Bright Light Walking by ~en-miettes on deviantART

Isn't my baby cute? Actually my baby has thunder thighs, you just can't tell in this pic. XD And I didn't really want to do the dA embed thingy but I'm tired and my html skills are....not working. Doesn't seem as if much is right now.

Good night. I'm going to bed.
 
 
Current Music: The Dog Whisperer
Current Location: home
Current Mood: sleepy
 
 
emmyette
08 February 2008 @ 05:53 pm
All of a sudden I find that I am dying to get my hands on some black punkma stuff. Which makes no sense because I really, really, really, really hate punkma. I just kind of want something so I can be all "yeah I hate this, but I bought it anyways because I'm loaded like that." Except I'm not loaded, so I can't afford to just buy stuff I hate just for the sake of buying stuff.

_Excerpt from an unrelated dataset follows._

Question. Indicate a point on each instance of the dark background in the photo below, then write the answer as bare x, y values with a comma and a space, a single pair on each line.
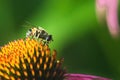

But I did get paid today. I think I'll buy some socks.

Speaking of Party City....I'm not there right now (as I'm sure you guys have noticed). I started feeling really bad, so they sent me home. I think the managers are worried I'm going to end up in the hospital again, and they don't want it to happen on their watch. Kidding......

In good news.....

I GOT KIM'S PACKAGE TODAY! The coat dress thingamajig fits like a charm. I'll post pictures when I'm feeling better. But yeah.....I was really excited it finally got here. I was all "omg when's it gonna cooooooooooome," which is weird because I'm usually pretty level-headed when it comes to waiting for packages. It's usually when they get here that I flip out.

Bah....oh well. Me = happy.



AND OMG PROJECT RUNWAY GUYS!!!!!!!! Christian's outfit was totally FIERCE. And I am so glad that cry baby Ricky is off. I really didn't like him. I'm not sure who I want to go next....I think everyone I didn't like has been given the boot at this point.

So? So? Any final three predictions? I think it's going to be Christian, Jillian, and......I'm not sure. I like Chris' stuff, but the judges' don't always seem to. I guess I would be okay if Sweet Pea made it to the top three. But I don't really like Rami....so not him.